# Lab4a Named-entity-recognition using fine-tuned transformers

Copyright: Vrije Universiteit Amsterdam, Faculty of Humanities, CLTL

Before reading this notebook make sure you have consulted **Lab3.4 SentimentClassification using transformer models**, which contains some disclaimers, tips and explains the sentence representations obtained from the transformer models.

In this notebook we will use the simpletransformer package that provides a simple API on top of the transformer packge.

In [1]:
#Requires installing transformers, pytorch and simpletransformers
#!conda install pytorch cpuonly -c pytorch
#!pip install transformers
#!pip install simpletransformers

We load a transformer model 'bert-base-NER' from the Hugging face repository, which is fine-tuned for Named Entity recognition: 

https://huggingface.co/models

We need to load the model for the sequence classifcation and the tokenizer to convert the sentences into tokens according to the vocabulary of the model.

Loading the model takes some time and requires you have sufficient memory to load the model

In [2]:
from simpletransformers.ner import NERModel
#sentences = ["Example sentence 1", "Example sentence 2"]
englishmodel = NERModel(
        model_type="bert",
        model_name="dslim/bert-base-NER",
        use_cuda=False
)

  from .autonotebook import tqdm as notebook_tqdm
Some weights of the model checkpoint at dslim/bert-base-NER were not used when initializing BertForTokenClassification: ['bert.pooler.dense.bias', 'bert.pooler.dense.weight']
- This IS expected if you are initializing BertForTokenClassification from the checkpoint of a model trained on another task or with another architecture (e.g. initializing a BertForSequenceClassification model from a BertForPreTraining model).
- This IS NOT expected if you are initializing BertForTokenClassification from the checkpoint of a model that you expect to be exactly identical (initializing a BertForSequenceClassification model from a BertForSequenceClassification model).


We create an instance of the NERModel that can be used for training, evaluation, and prediction in Named-Entity-Recognition (NER) tasks.
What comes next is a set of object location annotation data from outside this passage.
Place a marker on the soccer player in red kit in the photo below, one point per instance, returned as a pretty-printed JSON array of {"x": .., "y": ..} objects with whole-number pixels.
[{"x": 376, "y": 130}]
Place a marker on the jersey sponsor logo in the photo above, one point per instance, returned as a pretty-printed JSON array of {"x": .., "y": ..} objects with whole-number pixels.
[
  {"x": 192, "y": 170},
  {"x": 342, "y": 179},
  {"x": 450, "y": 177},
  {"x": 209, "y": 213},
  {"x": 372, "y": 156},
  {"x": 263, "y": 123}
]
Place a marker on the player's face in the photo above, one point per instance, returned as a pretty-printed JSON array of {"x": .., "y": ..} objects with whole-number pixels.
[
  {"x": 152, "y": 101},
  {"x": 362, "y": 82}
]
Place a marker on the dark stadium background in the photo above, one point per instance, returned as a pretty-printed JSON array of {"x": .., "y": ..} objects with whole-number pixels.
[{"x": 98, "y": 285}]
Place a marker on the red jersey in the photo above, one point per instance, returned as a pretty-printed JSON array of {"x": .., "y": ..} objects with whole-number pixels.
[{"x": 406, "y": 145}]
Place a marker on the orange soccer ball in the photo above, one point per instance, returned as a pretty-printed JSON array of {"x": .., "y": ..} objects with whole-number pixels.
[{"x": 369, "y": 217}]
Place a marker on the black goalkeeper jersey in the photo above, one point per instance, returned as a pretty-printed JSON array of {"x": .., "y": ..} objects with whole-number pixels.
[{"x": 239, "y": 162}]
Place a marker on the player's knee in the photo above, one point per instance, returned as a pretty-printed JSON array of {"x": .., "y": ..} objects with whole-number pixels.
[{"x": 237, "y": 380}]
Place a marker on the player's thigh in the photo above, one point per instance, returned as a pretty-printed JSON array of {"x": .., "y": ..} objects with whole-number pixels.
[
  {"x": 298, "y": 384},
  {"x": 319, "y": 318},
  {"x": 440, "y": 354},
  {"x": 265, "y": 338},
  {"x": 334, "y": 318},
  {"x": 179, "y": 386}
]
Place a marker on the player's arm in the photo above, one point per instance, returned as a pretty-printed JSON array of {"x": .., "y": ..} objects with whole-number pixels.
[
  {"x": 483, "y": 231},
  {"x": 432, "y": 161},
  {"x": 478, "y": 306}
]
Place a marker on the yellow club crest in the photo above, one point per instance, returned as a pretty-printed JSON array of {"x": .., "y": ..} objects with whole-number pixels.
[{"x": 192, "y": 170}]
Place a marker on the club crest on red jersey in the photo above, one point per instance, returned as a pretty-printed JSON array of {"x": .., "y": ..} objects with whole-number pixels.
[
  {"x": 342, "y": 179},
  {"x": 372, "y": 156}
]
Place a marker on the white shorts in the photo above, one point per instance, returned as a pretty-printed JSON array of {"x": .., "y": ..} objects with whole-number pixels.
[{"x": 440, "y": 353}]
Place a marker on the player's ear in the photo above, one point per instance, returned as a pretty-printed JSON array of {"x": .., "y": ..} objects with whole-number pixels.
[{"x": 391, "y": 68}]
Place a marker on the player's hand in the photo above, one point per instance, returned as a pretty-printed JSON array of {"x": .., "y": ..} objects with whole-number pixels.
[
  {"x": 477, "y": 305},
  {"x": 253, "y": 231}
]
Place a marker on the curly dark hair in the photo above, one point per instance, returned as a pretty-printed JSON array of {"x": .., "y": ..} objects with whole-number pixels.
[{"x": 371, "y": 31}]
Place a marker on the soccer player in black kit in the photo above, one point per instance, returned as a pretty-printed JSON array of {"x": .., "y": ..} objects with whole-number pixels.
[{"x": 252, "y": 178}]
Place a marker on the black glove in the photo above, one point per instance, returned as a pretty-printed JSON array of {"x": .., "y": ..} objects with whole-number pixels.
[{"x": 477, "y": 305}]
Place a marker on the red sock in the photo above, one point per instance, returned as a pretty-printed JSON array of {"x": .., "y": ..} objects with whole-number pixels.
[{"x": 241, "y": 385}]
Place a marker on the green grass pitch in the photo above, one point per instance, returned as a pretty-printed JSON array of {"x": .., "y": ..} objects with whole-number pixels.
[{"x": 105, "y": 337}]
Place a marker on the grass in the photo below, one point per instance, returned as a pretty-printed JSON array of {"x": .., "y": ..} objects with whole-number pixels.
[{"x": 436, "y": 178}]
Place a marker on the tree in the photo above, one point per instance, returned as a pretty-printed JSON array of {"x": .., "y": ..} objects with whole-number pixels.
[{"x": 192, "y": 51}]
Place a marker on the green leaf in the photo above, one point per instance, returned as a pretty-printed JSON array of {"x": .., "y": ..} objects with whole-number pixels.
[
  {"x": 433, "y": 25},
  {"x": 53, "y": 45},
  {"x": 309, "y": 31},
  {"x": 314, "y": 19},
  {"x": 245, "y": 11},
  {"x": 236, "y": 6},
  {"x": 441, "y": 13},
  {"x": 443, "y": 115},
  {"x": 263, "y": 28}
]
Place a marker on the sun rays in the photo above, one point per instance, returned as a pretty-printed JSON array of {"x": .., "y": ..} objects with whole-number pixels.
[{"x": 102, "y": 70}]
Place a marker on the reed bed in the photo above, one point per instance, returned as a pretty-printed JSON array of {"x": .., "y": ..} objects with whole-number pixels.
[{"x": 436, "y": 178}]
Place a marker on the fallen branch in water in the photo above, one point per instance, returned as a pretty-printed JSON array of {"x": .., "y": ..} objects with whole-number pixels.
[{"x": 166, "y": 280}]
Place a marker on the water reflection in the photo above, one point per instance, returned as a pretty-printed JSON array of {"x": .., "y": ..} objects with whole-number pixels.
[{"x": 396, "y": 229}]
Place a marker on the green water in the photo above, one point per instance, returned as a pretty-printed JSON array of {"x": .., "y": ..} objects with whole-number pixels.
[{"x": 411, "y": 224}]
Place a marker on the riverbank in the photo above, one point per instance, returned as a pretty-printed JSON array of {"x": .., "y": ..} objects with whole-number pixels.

The full parameter list for a NERModel object:

* model_type: The type of model (bert, roberta)
* model_name: Default Transformer model name or path to a directory containing Transformer model file (pytorch_nodel.bin).
* labels (optional): A list of all Named Entity labels. If not given, [“O”, “B-MISC”, “I-MISC”, “B-PER”, “I-PER”, “B-ORG”, “I-ORG”, “B-LOC”, “I-LOC”] will be used.
* args (optional): Default args will be used if this parameter is not provided. If provided, it should be a dict containing the args that should be changed in the default args.
* use_cuda (optional): Use GPU if available. Setting to False will force model to use CPU only.

In [3]:
predictions, raw_outputs = englishmodel.predict(["Apple sued Samsung for patents last year."])

100%|██████████| 1/1 [00:00<00:00, 111.49it/s]
Running Prediction: 100%|██████████| 1/1 [00:00<00:00,  7.80it/s]


In [4]:
predictions

[[{'Apple': 'B-ORG'},
  {'sued': 'O'},
  {'Samsung': 'B-ORG'},
  {'for': 'O'},
  {'patents': 'O'},
  {'last': 'O'},
  {'year.': 'O'}]]

In [5]:
dutchmodel = NERModel(
        model_type="bert",
        model_name="Matthijsvanhof/bert-base-dutch-cased-finetuned-NER",
        use_cuda=False
)

In [6]:
predictions, raw_outputs = dutchmodel.predict(["Apple sleept Samsung voor de rechter vanwege schending van patenten."])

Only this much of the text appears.